Casual raiding

Jennie Lees of WoW Insider recently talked about hardcore raiding. I've been doing endgame raids for a few months now. I first started raiding in a roleplaying guild that was part of a raiding alliance, then moved to a mixed RP/PvP/PvE guild, and then moved into a PvE guild. I'll probably qualify as a casual raider. My current guild raids 5 days a week. 3 days on 40-mans (mostly BWL) and 2 days on 20-mans (Zul'Gurub, Ruins of Ahn'Qiraj and Onyxia).

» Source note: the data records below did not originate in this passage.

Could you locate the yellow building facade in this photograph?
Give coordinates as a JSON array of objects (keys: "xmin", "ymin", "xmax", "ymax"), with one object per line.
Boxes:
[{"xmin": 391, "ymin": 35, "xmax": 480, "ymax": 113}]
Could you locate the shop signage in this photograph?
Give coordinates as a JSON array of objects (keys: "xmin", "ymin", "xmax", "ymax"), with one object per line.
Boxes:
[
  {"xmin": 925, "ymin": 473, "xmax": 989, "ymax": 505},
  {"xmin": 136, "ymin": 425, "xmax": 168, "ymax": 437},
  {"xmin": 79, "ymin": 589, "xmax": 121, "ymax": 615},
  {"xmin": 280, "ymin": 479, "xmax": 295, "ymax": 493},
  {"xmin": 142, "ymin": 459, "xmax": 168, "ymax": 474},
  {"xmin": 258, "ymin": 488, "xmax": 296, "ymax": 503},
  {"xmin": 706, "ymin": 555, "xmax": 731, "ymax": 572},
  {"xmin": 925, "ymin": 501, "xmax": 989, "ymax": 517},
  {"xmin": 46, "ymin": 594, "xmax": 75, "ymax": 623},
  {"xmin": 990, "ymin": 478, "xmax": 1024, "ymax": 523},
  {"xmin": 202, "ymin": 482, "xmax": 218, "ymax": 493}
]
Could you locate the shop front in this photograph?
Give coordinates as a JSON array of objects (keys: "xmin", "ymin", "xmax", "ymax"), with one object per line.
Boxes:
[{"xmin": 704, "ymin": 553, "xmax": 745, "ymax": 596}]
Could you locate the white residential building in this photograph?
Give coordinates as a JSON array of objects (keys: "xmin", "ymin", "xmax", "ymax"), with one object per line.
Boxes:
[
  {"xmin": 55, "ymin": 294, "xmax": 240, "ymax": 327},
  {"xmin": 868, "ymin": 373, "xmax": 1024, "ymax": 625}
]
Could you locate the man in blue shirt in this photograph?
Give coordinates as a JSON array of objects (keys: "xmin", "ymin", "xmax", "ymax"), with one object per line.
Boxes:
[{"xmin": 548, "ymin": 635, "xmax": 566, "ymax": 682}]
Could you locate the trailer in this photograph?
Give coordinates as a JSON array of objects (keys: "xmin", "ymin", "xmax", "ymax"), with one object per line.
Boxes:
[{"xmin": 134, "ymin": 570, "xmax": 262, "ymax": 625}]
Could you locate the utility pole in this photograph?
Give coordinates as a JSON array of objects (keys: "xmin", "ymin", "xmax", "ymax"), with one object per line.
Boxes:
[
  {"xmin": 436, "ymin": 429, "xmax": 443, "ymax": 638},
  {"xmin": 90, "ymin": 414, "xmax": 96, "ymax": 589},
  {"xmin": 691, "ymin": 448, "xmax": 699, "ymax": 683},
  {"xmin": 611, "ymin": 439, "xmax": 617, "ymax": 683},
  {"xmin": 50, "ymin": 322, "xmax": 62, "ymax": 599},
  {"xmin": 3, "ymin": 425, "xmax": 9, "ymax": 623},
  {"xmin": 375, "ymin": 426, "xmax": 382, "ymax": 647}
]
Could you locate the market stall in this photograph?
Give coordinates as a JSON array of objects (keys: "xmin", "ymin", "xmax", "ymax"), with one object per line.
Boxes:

Looking back at all that, raiding was most stressing in the beginning. Raid encounters have less room for error, and coordinating 20 or 40 people is a challenge in itself. We started in Zul'Gurub and eventually proceeded up to Hakkar. In the beginning, the most difficult thing to understand was cause-and-effect on bosses. Once you saw all their attacks in action and wiped due to them, the tactics started to be obvious. But that took a lot of wiping and a lot of bitter moments acknowledging that a certain boss wouldn't go down that night.

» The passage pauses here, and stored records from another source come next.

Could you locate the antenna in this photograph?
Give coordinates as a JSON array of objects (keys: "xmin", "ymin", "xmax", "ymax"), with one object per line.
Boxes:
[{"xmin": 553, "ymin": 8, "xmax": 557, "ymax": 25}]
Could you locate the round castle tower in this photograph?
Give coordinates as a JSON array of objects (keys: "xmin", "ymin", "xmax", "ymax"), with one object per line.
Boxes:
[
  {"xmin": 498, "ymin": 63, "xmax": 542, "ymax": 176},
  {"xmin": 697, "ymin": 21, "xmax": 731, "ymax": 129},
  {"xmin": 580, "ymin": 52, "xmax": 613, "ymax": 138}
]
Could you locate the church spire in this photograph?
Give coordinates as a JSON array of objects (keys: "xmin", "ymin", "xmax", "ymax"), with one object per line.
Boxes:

At the same time, I got my introduction in the so-called purple fever and the drama it can cause on guilds. Especially on bosses that you can down only rarely, seeing that once piece of loot you want drop can induce the "me me me"-syndrome in the best of people. If you don't know when you'll get another chance, you'll want to make the most of the chance you have now.

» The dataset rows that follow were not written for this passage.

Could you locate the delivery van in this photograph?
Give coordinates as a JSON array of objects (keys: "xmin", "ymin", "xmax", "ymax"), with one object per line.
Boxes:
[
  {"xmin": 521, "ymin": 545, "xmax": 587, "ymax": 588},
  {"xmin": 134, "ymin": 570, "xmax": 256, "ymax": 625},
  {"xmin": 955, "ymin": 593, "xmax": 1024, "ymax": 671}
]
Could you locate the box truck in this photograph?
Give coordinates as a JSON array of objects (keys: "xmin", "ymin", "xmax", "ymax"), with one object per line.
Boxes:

With the second guild, I got a taste of an another frustration in raiding: Not being able to kill a boss solely because of bad class balance or poor attendance. On day 2 in the new guild, half of the members left and founded a new guild. They were killing Majordomo Executus when I joined, and couldn't even get a Zul'Gurub group up at the worst.

So, on to guild number three. Jackpot. A casual guild that was close to killing Ragnaros when I joined. While being able to breeze through those encounters that were a headache before was certainly a bonus, the best thing was the atmosphere. Raids were not all-serious, nor required intense blame games after wipes. They were places to joke around and chat while getting nice loot.

In my opinion, there were two major reasons contributing to the atmosphere. First of all, it was a PvE guild, pure and simple. Everyone knew that PvE was why everyone was there for. Raids were not a distraction or something you did to keep existing members. It was the primary purpose of the guild, so people actually did prepare for raids. People did read tactics and discuss about what they needed to do. People who didn't know some details, were instructed without judging. People prepared their gear and consumables. And when the fight started, everyone was focused. Knowing that people next to you were doing their best was very reassuring.

The second major contributing factor was the loot system. Unlike the DKP system we used on the other guilds, this one uses a loot council. Because the councilors do reward sportsmanship, good attitude and generousity in addition to the usual metrics, boss kills ceased to be bloody fights about loot. Allowing someone else to get loot meant that you had better chances of getting loot later.

Sure, we wipe. Sure, sometimes tempers do flare afterwards. But day-to-day raiding is mostly hassle-free. We go in, have fun and kill bosses and get nice loot while doing it. We do focus just enough to take farmable bosses down. We're the kind of people who run to Garr's adds to get a free flight across the room. We have healers that moonfire Mandokir down. Our rogues tank Vaelastraz if the tanks are down. Our warlocks tank Onyxia. But we do have full focus on progress raids. We might not be the fastest guild progressing in endgame, but we do have loads of fun on the way.